Donald Vance, 29, worked in Iraq as a private security contractor when he was kidnapped by his own employer in April, rescued by U.S. forces, and then held without ever being charged with a crime, according to the lawsuit.
At the U.S. Embassy, Vance told military officials that he was an FBI informant who regularly relayed information via cell phone and e-mail to a federal agent in Chicago about his employer’s possible involvement in illegally selling weapons.
“Within five minutes of my first interrogations I explained to them the relationship [with FBI agent Travis Carlisle] and I was imploring them to do their research,” he said.
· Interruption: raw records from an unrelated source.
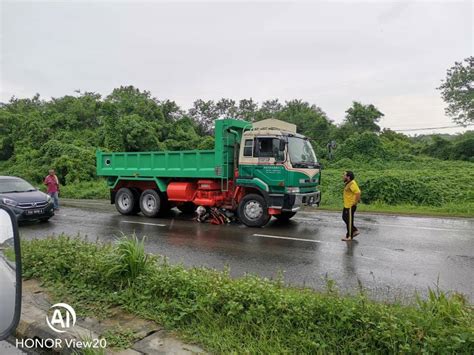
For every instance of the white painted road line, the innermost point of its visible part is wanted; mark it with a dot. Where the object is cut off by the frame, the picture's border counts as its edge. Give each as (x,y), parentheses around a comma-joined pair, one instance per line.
(145,223)
(390,225)
(288,238)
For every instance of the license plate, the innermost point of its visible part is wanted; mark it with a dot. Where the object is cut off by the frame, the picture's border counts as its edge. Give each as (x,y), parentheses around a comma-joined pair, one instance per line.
(37,211)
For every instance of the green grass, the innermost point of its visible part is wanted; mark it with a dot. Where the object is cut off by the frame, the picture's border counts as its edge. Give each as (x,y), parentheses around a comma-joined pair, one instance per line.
(424,186)
(244,315)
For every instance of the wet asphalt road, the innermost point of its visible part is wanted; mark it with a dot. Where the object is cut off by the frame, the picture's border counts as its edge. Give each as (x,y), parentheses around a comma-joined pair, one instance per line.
(393,257)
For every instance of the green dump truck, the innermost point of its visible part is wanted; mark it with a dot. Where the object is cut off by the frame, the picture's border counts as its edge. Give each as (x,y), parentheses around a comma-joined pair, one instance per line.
(257,170)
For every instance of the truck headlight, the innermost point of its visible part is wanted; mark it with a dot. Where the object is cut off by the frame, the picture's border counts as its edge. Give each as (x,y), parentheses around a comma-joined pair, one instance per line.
(292,190)
(9,202)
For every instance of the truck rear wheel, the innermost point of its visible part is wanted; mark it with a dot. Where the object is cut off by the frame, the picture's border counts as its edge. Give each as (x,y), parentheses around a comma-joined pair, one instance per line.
(285,216)
(253,211)
(151,203)
(125,201)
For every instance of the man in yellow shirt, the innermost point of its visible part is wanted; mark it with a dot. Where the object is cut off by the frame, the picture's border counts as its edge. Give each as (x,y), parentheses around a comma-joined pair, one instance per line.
(351,196)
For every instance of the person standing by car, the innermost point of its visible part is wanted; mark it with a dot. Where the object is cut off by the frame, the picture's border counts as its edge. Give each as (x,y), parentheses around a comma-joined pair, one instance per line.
(351,197)
(52,184)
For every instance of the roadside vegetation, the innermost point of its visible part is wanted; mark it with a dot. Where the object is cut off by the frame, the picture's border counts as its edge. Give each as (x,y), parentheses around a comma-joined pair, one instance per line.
(247,315)
(421,174)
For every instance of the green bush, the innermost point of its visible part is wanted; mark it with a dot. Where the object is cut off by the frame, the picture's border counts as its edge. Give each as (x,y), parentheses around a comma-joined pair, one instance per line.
(249,314)
(395,190)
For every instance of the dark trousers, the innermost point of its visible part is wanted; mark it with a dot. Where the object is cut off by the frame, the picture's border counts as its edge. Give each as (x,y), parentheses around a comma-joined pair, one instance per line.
(348,218)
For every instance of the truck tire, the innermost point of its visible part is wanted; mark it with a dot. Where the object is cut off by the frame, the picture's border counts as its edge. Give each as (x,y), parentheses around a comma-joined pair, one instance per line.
(151,203)
(187,208)
(285,216)
(125,201)
(253,211)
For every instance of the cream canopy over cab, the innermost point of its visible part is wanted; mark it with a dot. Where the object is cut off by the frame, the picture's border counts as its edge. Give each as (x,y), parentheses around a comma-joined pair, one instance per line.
(269,128)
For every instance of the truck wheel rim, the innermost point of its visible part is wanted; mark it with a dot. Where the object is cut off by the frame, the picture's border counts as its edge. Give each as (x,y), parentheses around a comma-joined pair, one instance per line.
(149,203)
(253,210)
(124,202)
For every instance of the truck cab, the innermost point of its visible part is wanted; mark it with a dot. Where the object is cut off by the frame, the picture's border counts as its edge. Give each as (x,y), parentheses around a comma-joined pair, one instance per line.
(282,166)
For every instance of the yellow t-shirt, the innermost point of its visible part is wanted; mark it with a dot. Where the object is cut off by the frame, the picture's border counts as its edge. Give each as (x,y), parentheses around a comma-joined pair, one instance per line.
(350,190)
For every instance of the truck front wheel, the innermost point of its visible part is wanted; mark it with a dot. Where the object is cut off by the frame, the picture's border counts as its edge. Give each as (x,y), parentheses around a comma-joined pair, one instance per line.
(151,203)
(125,201)
(285,216)
(253,211)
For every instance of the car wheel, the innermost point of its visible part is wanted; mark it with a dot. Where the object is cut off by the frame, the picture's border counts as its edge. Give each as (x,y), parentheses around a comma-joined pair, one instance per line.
(253,211)
(125,201)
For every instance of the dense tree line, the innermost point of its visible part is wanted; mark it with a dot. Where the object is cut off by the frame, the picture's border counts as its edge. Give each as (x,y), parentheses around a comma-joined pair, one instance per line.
(63,133)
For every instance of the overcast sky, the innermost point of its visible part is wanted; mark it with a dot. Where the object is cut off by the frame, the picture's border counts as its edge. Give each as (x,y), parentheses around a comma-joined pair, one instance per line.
(391,54)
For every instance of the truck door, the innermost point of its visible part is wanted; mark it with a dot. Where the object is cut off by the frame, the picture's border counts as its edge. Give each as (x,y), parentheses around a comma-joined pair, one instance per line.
(270,154)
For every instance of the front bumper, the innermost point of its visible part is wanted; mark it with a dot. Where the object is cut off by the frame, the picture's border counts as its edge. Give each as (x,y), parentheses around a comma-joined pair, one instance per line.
(293,202)
(31,214)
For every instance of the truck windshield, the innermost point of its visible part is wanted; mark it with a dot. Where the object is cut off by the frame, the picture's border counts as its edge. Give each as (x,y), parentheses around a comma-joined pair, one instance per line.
(301,152)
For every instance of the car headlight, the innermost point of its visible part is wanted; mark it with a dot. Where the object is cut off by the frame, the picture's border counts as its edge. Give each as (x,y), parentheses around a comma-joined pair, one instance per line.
(9,202)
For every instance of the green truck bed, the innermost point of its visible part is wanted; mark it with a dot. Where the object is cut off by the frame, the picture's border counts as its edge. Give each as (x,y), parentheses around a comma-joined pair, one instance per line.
(216,163)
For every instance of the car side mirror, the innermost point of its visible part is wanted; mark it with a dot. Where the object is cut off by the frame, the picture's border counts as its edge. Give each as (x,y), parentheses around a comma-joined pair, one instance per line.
(10,273)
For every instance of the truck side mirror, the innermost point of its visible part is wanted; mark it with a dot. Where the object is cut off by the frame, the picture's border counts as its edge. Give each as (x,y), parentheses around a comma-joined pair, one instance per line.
(10,273)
An FBI spokesman confirmed Carlisle is an agent but declined to comment further.
‘Fair and humanely’After being interviewed and getting a few hours of sleep at the embassy, Vance and co-worker Nathan Ertel of Virginia were bound, blindfolded and taken to Camp Cropper, the military prison where Saddam Hussein was held.
During a telephone interview Monday, Vance said he was questioned almost every day, repeatedly asked what connections his employer, Shield Group Security, had with Iraqi political and tribal leaders, what type of work they did, how much he got paid, and contacts in the U.S. State Department, among other things.
During his imprisonment, Vance was isolated and deprived of sleep and food, he said. He kept track of time by keeping notes in a prison camp-issued Bible and making hash marks on the cinder block walls of his cold cell — a 9-foot-square room with a thin mattress and a “Turkish toilet” that amounted to a hole in the floor.
He said he was deprived of blankets and adequate clothes, and got very little sleep because cell lights were never turned off and “intolerably loud” heavy metal and country music was usually playing in the prison. Sometimes he wasn’t given food and water for an entire day, the lawsuit states.
A Pentagon representative told the New York Times that Vance was treated “fair and humanely,” and that there is no record Vance complained about how he was being treated.
On July 20, Vance was released and dropped at Baghdad Airport to find a way home himself.
Vance, a graduate of Chicago’s Taft High School, said “sheer anger” provoked his decision to take the matter to court and help Americans “protect their liberties at home.”